Solution 2: Relabeling#

An alternative approach is to use Prometheus relabeling rules within the ServiceMonitor definition. This allows you to explicitly handle the conflicting pod label added by Prometheus.

You can rename the Prometheus-added pod label (identifying the exporter pod) to something else (e.g., exporter_pod) and then drop the original pod label added by Prometheus.

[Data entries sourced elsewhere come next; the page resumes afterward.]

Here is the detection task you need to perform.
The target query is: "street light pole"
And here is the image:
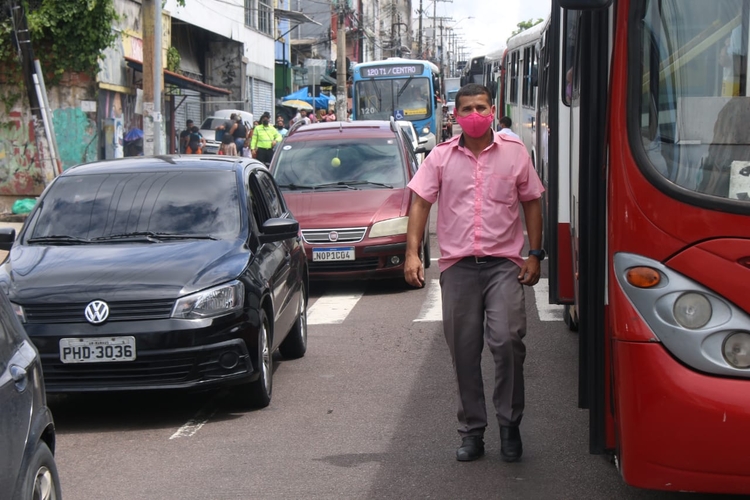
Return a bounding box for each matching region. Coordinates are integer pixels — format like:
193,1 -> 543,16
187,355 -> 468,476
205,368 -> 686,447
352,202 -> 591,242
336,0 -> 347,122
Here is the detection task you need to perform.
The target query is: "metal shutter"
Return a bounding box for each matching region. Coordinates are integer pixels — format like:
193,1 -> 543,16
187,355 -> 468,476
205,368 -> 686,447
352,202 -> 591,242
252,78 -> 275,120
174,89 -> 203,129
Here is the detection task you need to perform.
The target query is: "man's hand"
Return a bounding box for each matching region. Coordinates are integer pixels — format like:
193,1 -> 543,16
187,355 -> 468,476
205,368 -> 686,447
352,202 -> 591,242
518,255 -> 541,286
404,255 -> 424,288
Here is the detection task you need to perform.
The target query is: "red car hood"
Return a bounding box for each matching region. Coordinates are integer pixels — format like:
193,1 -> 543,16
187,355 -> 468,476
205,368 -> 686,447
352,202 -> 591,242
284,188 -> 411,229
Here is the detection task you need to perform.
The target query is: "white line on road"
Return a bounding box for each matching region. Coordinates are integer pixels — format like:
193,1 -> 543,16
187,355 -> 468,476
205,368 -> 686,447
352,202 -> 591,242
169,398 -> 216,440
307,293 -> 362,325
534,279 -> 563,321
414,280 -> 443,322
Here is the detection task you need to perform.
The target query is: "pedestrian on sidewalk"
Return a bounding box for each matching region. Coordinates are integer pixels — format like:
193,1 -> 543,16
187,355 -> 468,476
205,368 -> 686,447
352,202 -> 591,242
404,83 -> 545,462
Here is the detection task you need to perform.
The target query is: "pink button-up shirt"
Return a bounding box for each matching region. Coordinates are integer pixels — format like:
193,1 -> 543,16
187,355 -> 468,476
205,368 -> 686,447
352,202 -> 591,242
409,133 -> 544,272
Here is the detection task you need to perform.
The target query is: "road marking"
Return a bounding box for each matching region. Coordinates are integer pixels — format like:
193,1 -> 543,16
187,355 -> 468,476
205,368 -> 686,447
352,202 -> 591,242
534,279 -> 564,321
307,292 -> 362,325
414,280 -> 443,322
169,398 -> 216,440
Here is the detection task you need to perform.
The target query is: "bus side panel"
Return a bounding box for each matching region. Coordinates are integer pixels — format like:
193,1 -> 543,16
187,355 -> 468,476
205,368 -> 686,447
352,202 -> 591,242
614,341 -> 750,493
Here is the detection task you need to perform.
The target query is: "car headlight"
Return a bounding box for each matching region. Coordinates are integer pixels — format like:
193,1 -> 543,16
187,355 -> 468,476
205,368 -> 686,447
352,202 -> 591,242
724,332 -> 750,369
674,292 -> 712,330
10,302 -> 26,323
172,281 -> 245,319
370,217 -> 409,238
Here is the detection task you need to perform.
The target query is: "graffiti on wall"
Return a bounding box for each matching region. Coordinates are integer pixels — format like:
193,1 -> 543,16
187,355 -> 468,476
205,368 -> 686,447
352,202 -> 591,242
0,111 -> 44,196
52,108 -> 99,169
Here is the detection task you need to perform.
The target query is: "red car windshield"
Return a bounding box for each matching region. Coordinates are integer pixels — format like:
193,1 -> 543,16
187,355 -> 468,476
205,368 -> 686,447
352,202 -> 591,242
273,138 -> 406,189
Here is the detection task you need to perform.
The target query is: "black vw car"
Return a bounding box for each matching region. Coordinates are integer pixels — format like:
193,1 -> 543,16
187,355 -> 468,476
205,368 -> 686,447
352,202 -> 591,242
0,156 -> 308,407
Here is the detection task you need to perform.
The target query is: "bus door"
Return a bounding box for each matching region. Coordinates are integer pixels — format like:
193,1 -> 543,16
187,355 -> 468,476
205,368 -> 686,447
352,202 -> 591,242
566,2 -> 614,453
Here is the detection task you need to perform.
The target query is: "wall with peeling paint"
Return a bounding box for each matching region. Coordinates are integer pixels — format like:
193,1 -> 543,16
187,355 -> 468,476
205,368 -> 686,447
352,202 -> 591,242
52,107 -> 99,169
0,111 -> 44,196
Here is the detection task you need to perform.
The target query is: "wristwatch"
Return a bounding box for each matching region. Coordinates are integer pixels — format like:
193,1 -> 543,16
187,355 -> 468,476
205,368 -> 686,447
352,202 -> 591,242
529,248 -> 547,262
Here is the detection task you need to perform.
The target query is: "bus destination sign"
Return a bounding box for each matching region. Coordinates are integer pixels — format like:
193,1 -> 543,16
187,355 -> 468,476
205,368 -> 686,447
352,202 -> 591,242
362,64 -> 424,78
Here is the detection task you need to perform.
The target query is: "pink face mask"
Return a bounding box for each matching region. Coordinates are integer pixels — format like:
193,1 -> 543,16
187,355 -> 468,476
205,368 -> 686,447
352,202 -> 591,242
456,111 -> 492,139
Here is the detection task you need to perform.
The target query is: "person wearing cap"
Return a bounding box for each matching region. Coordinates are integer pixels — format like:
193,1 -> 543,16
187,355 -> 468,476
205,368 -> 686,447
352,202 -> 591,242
180,120 -> 193,154
250,113 -> 281,165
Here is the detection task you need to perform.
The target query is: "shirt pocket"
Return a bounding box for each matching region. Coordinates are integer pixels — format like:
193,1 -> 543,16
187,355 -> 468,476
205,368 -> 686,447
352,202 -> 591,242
487,175 -> 518,205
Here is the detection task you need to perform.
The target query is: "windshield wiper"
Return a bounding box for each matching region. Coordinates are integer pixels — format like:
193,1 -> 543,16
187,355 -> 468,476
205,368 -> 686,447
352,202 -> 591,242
26,234 -> 91,244
279,183 -> 318,189
318,181 -> 393,189
91,231 -> 216,241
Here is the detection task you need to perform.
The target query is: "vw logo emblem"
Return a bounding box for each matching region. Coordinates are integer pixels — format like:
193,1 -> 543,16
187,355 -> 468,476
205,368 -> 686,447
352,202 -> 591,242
84,300 -> 109,325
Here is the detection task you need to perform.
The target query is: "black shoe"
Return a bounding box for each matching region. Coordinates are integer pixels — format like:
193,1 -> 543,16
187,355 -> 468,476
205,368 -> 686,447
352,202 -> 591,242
500,425 -> 523,462
456,436 -> 484,462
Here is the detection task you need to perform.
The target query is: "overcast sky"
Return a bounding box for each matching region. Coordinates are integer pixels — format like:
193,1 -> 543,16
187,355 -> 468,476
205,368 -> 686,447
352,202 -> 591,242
412,0 -> 551,57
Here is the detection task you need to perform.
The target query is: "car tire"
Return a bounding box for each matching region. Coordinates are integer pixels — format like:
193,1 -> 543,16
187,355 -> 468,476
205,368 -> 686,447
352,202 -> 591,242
20,441 -> 62,500
236,309 -> 273,408
279,286 -> 307,359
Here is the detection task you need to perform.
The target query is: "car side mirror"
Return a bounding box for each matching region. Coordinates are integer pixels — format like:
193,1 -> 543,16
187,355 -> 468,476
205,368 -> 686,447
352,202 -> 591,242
0,227 -> 16,252
259,217 -> 299,243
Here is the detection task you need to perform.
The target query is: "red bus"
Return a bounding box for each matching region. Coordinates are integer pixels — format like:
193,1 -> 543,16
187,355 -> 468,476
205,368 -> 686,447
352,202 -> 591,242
537,0 -> 750,493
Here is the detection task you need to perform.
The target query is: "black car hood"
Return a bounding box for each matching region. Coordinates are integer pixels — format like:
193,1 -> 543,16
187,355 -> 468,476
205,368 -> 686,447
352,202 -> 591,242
0,240 -> 251,304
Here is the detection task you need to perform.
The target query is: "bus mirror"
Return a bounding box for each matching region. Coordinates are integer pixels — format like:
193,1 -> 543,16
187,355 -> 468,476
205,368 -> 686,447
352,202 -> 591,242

This prevents the conflict and ensures the pod label from the exporter (identifying the workload) is the only one present on the final ingested metric.

Add the following relabelings to your ServiceMonitor configuration in the DeviceConfig:

# Example DeviceConfig snippet
spec:
  metricsExporter:
    prometheus:
      serviceMonitor:
        enable: true
        honorLabels: false # Must be false if using relabeling to preserve exporter_pod
        relabelings:
          # Rename the Prometheus-added 'pod' label to 'exporter_pod'
          - sourceLabels: [pod]
            targetLabel: exporter_pod
            action: replace
            regex: (.*)
            replacement: $1
          # Drop the Prometheus-added 'pod' label to avoid conflict
          - action: labeldrop
            regex: pod
        # ... other ServiceMonitor settings

This method explicitly resolves the conflict by manipulating the labels before ingestion, ensuring the pod label always refers to the workload pod as intended by the device-metrics-exporter.

Conclusion#

The AMD GPU Operator provides native support for Prometheus integration, simplifying GPU monitoring and alerting within Kubernetes clusters. By configuring the DeviceConfig CR, you can manage GPU metrics collection tailored to your requirements and preferences. For more detailed configuration guidance, refer to the example scenarios README.